Voilà , fin de la rapide visite des lieux. On y serait bien resté toute la journée avec Jackie mais on a encore 310 km à faire soit 6h si on est optimiste. Au bout de quelques kilomètres de piste on retrouve le bitume. Vers11h, comme on approche de la grande ville de Balkanabat, les chauffeurs s'arrêtent pour nettoyer les voitures afin d'éviter la contravention. On arrive à la ville vers 12h30 après avoir traversé une foultitude de derricks d'où l'expression champ pétrolifère. Après une petite halte au marché pour se ravitailler nous repartons. Nous quittons de nouveau l'axe principal Achgabat Turkmenbashi pour une petite route qui contourne une chaine de montagnes (1800m) encore enneigée. Nous prenons maintenant un cap nord ouest. Les chauffeurs s'arrêtent dans un coin où il y a une source. On décide de déjeuner là et de ce fait on déloge un couple d'amoureux qui ne demandaient rien à personne. L'endroit est parsemé d'ordures en tout genre: bouteilles en plastique, papiers gras, boites de conserve, etc. C'est comme chez nous, dès qu'un coin postule pour être sympathique, il devient vite impraticable. Bon on installe quand même nos tables et on pique nique vite fait bien fait. On en profite aussi pour faire sécher nos tentes. Une heure après on est reparti dans un désert semi aride où le sable envahi quand même la chaussée de temps en temps. Vers 16h on s'arrête pour ramasser du bois pour le feu de camp de ce soir. Le bois de saxaoul, comme je l'ai déjà dit est très calorifère. Les chauffeurs enroulent un fagot conséquent dans une couverture et l'attache sur le toit d'un des véhicule. Lors de notre cueillette, on a tout le temps de constater que le sol est jonché de fossiles marins. Il n'y a pas de doute, la mer Caspienne devait arriver jusque là au temps jadis.On repart. La route est rectiligne à en mourir. Ce n'est pas comme les jours précédents. Le paysage est d'une monotonie exaspérante.

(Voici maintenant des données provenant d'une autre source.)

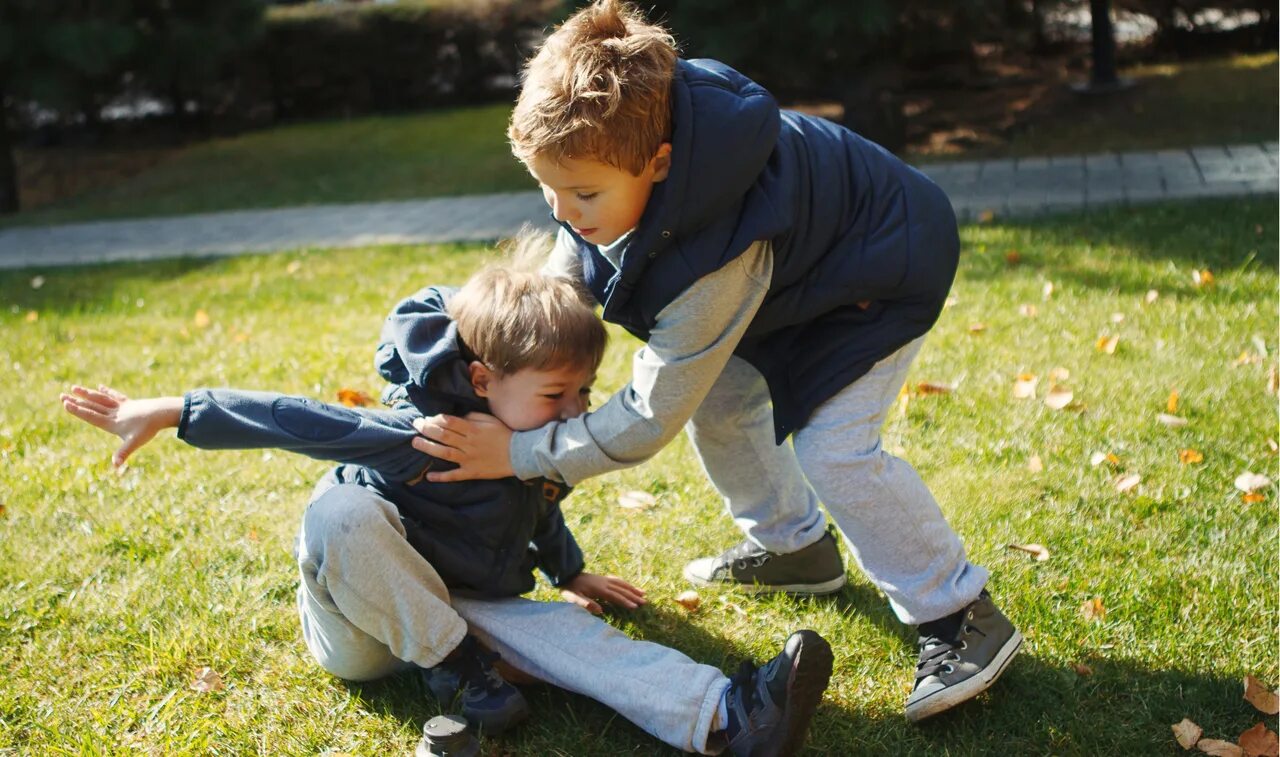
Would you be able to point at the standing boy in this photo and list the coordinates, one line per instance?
(782, 272)
(401, 573)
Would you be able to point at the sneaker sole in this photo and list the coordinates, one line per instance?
(969, 688)
(818, 588)
(809, 679)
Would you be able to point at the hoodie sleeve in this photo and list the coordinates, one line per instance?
(229, 419)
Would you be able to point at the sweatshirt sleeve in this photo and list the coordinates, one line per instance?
(229, 419)
(693, 340)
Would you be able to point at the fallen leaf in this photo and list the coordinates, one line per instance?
(929, 388)
(1248, 482)
(1260, 742)
(355, 398)
(689, 600)
(1202, 278)
(1128, 482)
(1036, 551)
(1262, 698)
(208, 680)
(1024, 386)
(1059, 397)
(1187, 733)
(1219, 748)
(636, 500)
(1093, 609)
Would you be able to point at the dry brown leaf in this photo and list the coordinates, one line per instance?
(208, 680)
(689, 600)
(1260, 742)
(1024, 386)
(355, 398)
(1248, 482)
(1036, 551)
(931, 388)
(1219, 748)
(1059, 397)
(636, 500)
(1187, 733)
(1128, 482)
(1093, 610)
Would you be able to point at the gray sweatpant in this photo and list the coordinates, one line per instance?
(371, 606)
(891, 523)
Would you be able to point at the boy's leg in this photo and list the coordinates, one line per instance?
(654, 687)
(903, 542)
(370, 605)
(764, 489)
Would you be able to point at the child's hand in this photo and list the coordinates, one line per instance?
(586, 588)
(136, 422)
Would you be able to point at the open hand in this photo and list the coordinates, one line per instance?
(136, 422)
(588, 591)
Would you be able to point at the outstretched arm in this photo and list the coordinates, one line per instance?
(136, 422)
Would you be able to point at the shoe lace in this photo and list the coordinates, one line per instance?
(937, 653)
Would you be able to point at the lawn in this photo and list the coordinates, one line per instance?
(462, 151)
(117, 589)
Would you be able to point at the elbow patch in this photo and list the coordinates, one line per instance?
(311, 420)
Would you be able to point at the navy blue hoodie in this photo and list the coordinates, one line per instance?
(483, 537)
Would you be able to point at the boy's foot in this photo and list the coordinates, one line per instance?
(484, 697)
(769, 707)
(960, 657)
(816, 569)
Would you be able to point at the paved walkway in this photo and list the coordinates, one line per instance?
(1015, 187)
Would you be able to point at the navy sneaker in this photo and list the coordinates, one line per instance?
(484, 697)
(769, 707)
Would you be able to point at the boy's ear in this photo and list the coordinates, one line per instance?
(480, 378)
(662, 162)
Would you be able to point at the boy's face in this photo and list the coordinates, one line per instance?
(600, 201)
(530, 398)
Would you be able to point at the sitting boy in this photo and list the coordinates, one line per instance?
(398, 571)
(784, 273)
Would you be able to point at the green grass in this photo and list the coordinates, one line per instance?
(115, 589)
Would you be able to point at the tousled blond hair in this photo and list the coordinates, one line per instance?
(511, 315)
(598, 89)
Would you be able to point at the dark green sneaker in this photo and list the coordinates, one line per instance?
(960, 657)
(816, 569)
(769, 707)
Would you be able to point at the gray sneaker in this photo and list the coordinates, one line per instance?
(960, 657)
(816, 569)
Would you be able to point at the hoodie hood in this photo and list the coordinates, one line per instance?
(419, 349)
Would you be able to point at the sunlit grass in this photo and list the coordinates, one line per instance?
(117, 589)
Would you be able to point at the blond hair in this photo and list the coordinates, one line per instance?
(599, 89)
(512, 317)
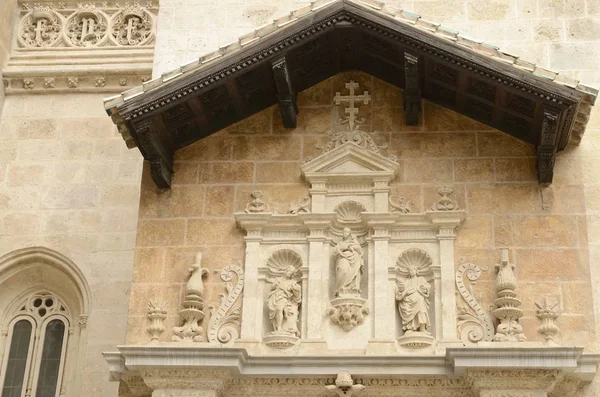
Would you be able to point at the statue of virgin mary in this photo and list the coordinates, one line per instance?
(349, 265)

J'ai trop parlé on arrive à la fin du plateau et s'offre à nous un spectacle prodigieux.
Au delà de ces canyons d’albâtre se trouve un grand lac salé. La descente est abrupte. Nous longeons l'étendue salée pendant une bonne heure. On commence enfin à apercevoir le canyon de Yangikala dans le lointain.
Nous quittons la route précaire et fonçons droit dessus. Enfin foncer est un bien grand mot. Il n'y a plus de route, même pas de piste. Heureusement que la nuit n'est pas encore tombée.
Nous voilà maintenant au pied de ce canyon de toute beauté. Je crois que c'est un des plus beaux paysages du Turkménistan.
Ce canyon long de plusieurs dizaines de kilomètres et vieux de 60 millions d'années a été façonné par la mer qui le recouvrait au temps jadis. On a une succession de couches roses, blanches,jaunes,brunes selon les minéraux qui les composent..
Nous nous empressons de nous promener dans ce dédale pour nous en mettre plein la vue.
La couche du haut est protégé par d'énormes pierres plates très brunes.
La nuit ne va pas tarder à tomber et le vent se lève. Après avoir trouvé un coin le plus abrité possible, quoique pas très plat, nous montons nos tentes. La notre n'est pas vraiment à l'horizontale et on nous prévoit une nuit à essayer sans cesse de remonter la pente. On verra bien.
Les chauffeurs ont fait deux feux le plus à l'abri possible. Le premier sert à préparer le repas à base de pâtes en sauce, pâtes sales comme dirait notre voisin cuisinier. Le second sert à faire chauffer de l'eau pour la vaisselle et le café du matin.
Les pâtes sont vraiment bonnes, en tout cas on les apprécie. Les chauffeurs ne mangent pas avec nous. Cela ne leur convient pas. Ils se font un bouillon à base de légumes qu'ils mettent une heure à couper et encore une heure à faire cuire.
Il fait de plus en plus frais. Au loin on distingue quelques chameaux. Sont-ils sauvages? On rentre vite se coucher sous nos tentes.